Si on voulait un casting exhaustif c’est que c’est une histoire en plusieurs dimensions. L’épopée sportive qui est vraiment exceptionnelle et c’était une évidence pour nous qu’il nous fallait tous les joueurs, et aussi le staff et les dirigeants. On a commencé par Frédéric Weis et Yann Bonato qui sont de bons clients et on s’est rendu compte assez rapidement que l’histoire était tellement complexe et originale qu’il nous fallait creuser. Dans un second temps, nous sommes allés chercher des adversaires, des journalistes et des observateurs. Comme il y avait un volet judiciaire important, une banqueroute économique, c’était intéressant d’aller sonder le comptable du CSP de l’époque, le maire de Limoges, Alain Rodet, qui était très près de l’affaire. Alain Rodet nous a permis de rentrer en contact avec le commandant du SRPJ qui a piloté les gardes à vue. Il a eu Bozidar Maljkovic, Xavier Popelier, Didier Rose, Jean-Paul De Peretti en garde à vue. Alain Rodet connaît très bien le basket, c’est quelqu’un de très bavard, et qui fait bien fonctionner sa mémoire et je l’ai rencontré au restaurant du Palais Bourbon, qui est situé juste derrière l’Assemblée Nationale. J’ai fait l’interview en janvier et je lui ai demandé s’il croyait aux chances du candidat socialiste aux Municipales. Il m’a répondu que le candidat de gauche n’avait aucune chance aux élections mais en revanche il m’a dit « je vais vous donner une information : le candidat en question était au SRPJ à l’époque et il a piloté certaines gardes à vue ». On a contacté cette personne et il nous a donnés le contact du commandant Dubois qui est le commandant du SRPJ qui a piloté toutes les gardes à vue. C’était extrêmement intéressant car on basculait dans une affaire judiciaire et ça nous a permis d’avoir un autre regard. Ce volet judiciaire est particulièrement croustillant.

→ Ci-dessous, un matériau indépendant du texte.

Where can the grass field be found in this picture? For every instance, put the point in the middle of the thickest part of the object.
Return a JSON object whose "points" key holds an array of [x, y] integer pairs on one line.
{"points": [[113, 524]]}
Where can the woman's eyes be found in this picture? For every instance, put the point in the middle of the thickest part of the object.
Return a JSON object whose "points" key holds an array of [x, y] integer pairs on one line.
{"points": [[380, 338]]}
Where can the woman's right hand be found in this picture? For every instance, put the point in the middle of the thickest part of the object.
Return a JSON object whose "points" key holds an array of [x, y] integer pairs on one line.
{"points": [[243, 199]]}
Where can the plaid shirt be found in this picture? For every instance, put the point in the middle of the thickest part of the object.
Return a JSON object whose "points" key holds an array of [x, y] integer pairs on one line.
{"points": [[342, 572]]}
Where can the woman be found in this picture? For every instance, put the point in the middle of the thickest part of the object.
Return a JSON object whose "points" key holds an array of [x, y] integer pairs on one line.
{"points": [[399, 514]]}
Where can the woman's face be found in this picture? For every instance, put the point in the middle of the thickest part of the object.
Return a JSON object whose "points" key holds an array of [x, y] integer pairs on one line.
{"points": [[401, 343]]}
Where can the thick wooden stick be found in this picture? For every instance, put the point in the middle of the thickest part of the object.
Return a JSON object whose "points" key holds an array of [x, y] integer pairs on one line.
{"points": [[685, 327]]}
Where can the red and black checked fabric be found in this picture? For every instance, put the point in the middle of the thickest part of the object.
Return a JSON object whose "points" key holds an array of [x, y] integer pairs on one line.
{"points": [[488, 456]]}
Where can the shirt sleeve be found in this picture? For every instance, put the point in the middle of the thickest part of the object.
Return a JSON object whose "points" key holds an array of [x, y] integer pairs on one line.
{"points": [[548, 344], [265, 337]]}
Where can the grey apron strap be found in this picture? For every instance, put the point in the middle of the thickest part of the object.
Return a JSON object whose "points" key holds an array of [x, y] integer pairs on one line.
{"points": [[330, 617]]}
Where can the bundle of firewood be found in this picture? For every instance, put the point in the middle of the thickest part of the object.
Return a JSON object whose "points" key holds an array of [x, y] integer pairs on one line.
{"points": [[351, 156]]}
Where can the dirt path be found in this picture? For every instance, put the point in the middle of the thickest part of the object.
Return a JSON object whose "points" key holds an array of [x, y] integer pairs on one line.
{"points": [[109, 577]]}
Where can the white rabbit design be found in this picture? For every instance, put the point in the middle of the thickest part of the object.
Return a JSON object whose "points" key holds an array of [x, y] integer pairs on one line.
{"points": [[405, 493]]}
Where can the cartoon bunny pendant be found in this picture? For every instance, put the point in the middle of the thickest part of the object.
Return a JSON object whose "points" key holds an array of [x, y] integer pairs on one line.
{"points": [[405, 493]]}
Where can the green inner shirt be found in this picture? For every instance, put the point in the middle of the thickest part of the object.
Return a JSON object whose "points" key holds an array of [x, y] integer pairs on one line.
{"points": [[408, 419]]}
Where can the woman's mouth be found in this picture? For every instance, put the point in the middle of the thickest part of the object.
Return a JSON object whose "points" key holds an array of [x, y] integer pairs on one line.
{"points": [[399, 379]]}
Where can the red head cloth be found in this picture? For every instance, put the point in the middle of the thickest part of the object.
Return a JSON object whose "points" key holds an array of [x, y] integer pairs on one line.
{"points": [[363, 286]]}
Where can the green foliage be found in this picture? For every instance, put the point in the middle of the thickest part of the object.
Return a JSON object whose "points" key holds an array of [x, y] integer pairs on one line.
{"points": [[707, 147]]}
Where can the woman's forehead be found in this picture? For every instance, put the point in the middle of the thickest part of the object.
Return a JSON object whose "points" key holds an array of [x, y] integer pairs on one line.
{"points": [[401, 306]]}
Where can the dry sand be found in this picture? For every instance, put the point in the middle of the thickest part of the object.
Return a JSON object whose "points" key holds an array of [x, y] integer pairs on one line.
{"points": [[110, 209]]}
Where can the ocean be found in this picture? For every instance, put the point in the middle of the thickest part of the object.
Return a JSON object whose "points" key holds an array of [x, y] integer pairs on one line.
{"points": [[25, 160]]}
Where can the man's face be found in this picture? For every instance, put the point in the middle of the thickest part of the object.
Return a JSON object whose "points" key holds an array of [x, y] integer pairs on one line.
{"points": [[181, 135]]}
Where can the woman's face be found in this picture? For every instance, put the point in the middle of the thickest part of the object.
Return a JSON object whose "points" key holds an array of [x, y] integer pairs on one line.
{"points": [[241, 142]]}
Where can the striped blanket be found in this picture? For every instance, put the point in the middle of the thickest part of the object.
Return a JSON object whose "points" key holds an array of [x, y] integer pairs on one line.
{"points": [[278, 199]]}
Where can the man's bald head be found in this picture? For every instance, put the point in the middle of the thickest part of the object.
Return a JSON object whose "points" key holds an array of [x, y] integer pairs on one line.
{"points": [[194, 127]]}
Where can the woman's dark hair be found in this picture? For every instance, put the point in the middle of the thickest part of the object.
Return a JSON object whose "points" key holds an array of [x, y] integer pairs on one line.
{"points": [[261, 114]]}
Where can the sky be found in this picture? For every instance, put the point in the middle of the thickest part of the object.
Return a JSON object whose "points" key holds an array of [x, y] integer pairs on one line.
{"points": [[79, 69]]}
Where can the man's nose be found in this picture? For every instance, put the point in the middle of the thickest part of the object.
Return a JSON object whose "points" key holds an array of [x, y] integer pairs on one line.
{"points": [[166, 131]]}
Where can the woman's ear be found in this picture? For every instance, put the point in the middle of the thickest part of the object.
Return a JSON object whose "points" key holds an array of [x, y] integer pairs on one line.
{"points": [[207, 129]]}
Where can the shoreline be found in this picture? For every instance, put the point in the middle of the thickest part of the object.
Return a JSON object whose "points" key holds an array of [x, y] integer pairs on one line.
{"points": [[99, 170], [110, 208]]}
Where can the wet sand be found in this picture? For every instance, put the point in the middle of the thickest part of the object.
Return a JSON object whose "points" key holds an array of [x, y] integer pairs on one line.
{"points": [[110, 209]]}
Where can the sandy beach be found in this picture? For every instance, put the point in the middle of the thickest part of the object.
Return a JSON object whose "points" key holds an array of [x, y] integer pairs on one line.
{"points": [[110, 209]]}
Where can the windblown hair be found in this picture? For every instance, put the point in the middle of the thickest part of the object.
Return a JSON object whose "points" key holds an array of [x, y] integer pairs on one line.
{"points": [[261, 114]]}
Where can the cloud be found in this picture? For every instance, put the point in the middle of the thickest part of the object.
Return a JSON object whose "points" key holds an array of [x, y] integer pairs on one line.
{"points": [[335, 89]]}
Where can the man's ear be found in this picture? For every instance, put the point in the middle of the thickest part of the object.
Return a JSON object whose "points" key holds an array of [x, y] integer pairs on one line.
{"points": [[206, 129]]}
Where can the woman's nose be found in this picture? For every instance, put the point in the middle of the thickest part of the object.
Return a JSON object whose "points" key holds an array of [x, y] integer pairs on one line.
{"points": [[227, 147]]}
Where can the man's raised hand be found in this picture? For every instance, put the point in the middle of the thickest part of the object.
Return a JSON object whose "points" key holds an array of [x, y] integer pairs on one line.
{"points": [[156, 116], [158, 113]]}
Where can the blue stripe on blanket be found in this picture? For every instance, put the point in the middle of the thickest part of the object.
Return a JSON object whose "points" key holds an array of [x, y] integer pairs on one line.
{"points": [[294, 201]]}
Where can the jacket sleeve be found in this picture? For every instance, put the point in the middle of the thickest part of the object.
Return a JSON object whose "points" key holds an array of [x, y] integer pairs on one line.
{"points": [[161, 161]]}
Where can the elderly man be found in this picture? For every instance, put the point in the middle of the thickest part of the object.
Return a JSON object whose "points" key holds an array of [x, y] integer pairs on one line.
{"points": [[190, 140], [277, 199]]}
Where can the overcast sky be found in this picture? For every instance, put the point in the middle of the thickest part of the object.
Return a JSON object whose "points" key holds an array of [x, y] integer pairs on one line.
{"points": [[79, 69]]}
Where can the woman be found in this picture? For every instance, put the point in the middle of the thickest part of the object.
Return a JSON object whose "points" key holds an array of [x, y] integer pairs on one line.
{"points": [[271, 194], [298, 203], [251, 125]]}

Modestement, on a essayé de faire en sorte d’être le plus complet possible et que, même si on n’est pas amateur de basket, que l’on puisse trouver un intérêt dans ce livre. Il y a tout un chapitre qui est consacré au traitement journalistique. Quand on est un journal spécialisé basket, comment traite-t-on ce genre de cas ? On a des témoignages qui se télescopent : le vôtre (NDLR : l’auteur de l’interview était alors rédacteur en chef de Maxi-Basket), celui de Didier Le Corre (rédacteur en chef de Basket Hebdo), Vincent Duluc (journaliste à L’Equipe), Jean-François Maison (journaliste à Radio France), Fabien Friconnet (journaliste à Basket Hebdo), David Loriot (journaliste à L’Equipe).Tous ont été marqués au fer rouge par cette saison et ils nous ont dit qu’ils n’avaient pas revécu une saison aussi apocalyptique et passionnante. Tous les jours il y avait de nouvelles révélations, un article à faire. C’était palpitant et en même temps extrêmement dur à traiter. Carlos Paredes était un journaliste d’investigation pour Libération qui ne s’est intéressé qu’au volet judiciaire et il a été particulièrement malmené par les journalistes sportifs purs notamment de PQR. Il sentait bien qu’il était le mouton noir, c’était comme s’il était pour la mort du CSP. Vingt ans après, il dit « pas du tout, je faisais mon travail de journaliste de la manière la plus déontologique possible. J’ai des informations, je les sors. »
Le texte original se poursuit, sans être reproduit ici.